Bugzilla – Bug 14462
unzip() doesn't create directories properly
Last modified: 2014-02-16 11:42:54 UTC
The unzip() function (tested in 2.12.0 and 2.11.1) doesn't seem to be creating nested directories properly when extracting. Here's a simple test case:
In the shell:
[/tmp] % mkdir -p foo/bar/baz
[/tmp] % echo "hi mom" > foo/bar/baz/file.txt
[/tmp] % zip zipfile foo/bar/baz/file.txt
adding: foo/bar/baz/file.txt (stored 0%)
[/tmp] % rm -rf foo
> unzip("/tmp/zipfile.zip", "foo/bar/baz/file.txt")
Error in unzip("/tmp/zipfile.zip", "foo/bar/baz/file.txt") :
cannot open file './foo/bar/baz/file.txt': No such file or directory
> unzip("/tmp/zipfile.zip", "foo/bar/baz/file.txt", exdir="/tmp")
Error in unzip("/tmp/zipfile.zip", "foo/bar/baz/file.txt", exdir = "/tmp") :
cannot open file '/tmp/foo/bar/baz/file.txt': No such file or directory
By contrast, if I create the directory path manually, it succeeds:
> dir.create("/tmp/foo/bar/baz", recursive=TRUE)
> (unzip("/tmp/zipfile.zip", "foo/bar/baz/file.txt", exdir="/tmp"))

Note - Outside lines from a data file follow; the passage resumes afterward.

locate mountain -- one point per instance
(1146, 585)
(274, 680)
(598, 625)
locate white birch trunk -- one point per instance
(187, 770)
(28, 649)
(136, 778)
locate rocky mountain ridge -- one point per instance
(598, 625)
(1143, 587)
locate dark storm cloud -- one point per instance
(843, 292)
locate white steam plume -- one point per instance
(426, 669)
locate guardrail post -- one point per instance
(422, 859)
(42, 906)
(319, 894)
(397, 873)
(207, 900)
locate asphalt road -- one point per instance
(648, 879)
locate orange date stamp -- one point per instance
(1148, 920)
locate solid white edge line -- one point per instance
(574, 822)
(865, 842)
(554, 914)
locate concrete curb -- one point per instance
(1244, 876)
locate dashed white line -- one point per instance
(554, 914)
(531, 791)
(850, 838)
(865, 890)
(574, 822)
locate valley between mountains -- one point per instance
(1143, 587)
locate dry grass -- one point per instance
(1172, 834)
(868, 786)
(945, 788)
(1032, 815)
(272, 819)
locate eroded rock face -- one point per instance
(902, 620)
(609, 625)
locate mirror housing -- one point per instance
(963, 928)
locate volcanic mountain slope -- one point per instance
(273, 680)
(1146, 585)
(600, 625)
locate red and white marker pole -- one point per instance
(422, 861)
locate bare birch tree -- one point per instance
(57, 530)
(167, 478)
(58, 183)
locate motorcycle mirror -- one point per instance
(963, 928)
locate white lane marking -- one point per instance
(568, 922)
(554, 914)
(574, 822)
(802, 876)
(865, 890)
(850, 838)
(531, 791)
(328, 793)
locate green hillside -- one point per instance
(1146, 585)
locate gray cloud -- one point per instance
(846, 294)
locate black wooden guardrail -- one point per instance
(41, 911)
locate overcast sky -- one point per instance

By way of support for why this behavior is undesirable - when unzipping a zip archive, the directory structure inside the archive is typically unknown. One could in theory use a workaround in which one queries the zip archive for all its file names, then iterates through them creating their dirname() directories, and then unzipping each from the archive. But obviously that's not a very convenient workaround.

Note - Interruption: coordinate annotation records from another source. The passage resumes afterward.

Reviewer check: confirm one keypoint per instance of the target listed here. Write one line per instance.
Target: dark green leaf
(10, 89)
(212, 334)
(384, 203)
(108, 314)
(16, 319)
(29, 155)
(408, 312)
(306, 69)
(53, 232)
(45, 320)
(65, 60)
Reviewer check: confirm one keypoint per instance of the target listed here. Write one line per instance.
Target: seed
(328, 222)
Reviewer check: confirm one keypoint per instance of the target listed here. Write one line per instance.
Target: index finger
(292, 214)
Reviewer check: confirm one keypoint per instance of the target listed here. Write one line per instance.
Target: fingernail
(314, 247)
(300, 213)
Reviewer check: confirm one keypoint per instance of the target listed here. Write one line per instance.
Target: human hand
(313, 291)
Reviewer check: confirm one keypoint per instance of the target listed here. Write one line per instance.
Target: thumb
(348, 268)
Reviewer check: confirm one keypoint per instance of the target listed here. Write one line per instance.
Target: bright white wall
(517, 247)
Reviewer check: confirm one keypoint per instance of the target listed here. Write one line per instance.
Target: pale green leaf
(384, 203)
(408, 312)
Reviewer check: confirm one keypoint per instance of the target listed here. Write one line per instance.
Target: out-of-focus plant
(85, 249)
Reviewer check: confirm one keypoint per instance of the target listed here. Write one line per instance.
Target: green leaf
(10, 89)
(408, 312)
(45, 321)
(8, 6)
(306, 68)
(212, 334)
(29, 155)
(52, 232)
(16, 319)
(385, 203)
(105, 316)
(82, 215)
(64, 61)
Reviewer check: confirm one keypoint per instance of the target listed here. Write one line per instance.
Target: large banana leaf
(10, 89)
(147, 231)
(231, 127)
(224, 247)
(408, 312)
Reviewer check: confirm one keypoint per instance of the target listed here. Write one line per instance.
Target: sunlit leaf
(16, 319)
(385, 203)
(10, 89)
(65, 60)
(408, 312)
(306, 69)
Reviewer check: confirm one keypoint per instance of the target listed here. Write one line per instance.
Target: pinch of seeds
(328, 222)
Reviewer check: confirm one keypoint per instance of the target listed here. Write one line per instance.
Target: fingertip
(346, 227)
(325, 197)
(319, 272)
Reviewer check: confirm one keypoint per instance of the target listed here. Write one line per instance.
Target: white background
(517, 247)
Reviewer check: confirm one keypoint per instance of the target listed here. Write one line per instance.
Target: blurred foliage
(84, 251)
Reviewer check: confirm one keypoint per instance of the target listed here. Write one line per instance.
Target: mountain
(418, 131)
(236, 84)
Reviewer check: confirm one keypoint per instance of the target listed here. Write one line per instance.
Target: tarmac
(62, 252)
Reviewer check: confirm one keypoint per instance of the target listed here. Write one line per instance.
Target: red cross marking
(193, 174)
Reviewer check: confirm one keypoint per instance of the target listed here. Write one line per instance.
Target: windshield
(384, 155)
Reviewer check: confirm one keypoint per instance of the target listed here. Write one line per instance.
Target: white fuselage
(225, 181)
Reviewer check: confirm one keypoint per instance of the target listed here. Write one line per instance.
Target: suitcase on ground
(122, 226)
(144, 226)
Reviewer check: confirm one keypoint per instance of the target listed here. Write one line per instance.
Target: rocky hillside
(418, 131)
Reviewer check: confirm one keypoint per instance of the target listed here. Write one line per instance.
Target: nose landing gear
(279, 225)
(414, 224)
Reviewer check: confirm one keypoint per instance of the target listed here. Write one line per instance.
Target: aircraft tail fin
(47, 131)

Additionally, by way of support for why this is important - the 'ff' package uses zip as its underlying storage format, and since the built-in unzip() function doesn't work as expected, it still uses stuff like
system(paste('unzip -Z -1 "', zipfile, '"', sep=""), intern=TRUE), and manually inspects the system output to get the extracted file names, etc. Not ideal.
If the zip() and unzip() functions were updated to handle large files ( see http://sourceforge.net/projects/infozip/files/ ), then the 'zip' format is actually a surprisingly good way to manage large archive files of data, since it can access/extract individual members without seeking across the entire data file (something .tar.gz can't offer).

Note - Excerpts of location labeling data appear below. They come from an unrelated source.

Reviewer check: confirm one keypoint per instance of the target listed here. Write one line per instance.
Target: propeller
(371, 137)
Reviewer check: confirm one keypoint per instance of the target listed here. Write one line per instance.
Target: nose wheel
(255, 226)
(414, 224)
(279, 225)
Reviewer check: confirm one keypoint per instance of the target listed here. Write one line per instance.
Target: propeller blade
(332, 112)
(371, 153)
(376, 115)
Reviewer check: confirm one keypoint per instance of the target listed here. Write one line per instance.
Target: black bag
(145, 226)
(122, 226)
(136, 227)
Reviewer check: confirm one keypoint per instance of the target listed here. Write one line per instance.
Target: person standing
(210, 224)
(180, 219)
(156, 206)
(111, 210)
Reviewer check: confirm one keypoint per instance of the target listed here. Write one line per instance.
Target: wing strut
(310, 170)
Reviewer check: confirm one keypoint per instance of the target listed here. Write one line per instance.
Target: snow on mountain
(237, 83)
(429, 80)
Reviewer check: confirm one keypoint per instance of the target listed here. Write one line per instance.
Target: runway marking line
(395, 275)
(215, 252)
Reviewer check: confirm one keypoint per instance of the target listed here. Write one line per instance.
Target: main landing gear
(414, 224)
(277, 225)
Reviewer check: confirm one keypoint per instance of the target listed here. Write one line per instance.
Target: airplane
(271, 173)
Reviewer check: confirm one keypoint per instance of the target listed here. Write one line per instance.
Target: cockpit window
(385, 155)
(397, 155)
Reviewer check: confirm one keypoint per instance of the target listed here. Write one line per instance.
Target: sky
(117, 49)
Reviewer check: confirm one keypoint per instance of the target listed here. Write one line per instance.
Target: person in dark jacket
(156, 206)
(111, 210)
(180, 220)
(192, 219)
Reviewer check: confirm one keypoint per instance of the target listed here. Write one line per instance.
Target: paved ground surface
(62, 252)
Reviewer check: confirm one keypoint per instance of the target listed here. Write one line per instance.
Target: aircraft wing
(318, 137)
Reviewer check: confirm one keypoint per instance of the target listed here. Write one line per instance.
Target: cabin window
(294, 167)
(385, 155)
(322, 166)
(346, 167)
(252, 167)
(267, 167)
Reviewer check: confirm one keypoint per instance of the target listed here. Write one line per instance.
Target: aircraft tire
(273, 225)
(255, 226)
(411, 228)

The third-party code used did not support zipfiles which did not contain all the appropriate directory entries, but this was patched in 2002 to create a single missing leading directory for a file entry -- this example has three. It is unclear if such zipfiles are really valid, and R only contains an internal unzip() for use on Windows, in particular to unpack Windows binary packages.
system() can always be used for an external zip or unzip utility: we will never try to duplicate all their functionality, such as support for > 2GB files. But we cannot assume that all Windows boxes have unzip.exe.
R 2.12.1 patched will shortly create more missing leading directories, including from directory entries in the file.
Thanks Brian. Glad to hear this particular issue will be resolved soon.
I do think it's prudent to improve unzip() to be functional on all [reasonable] platforms, including large-file support, but that's probably a discussion for a mailing list instead of a bug tracker.
(spam comment removed)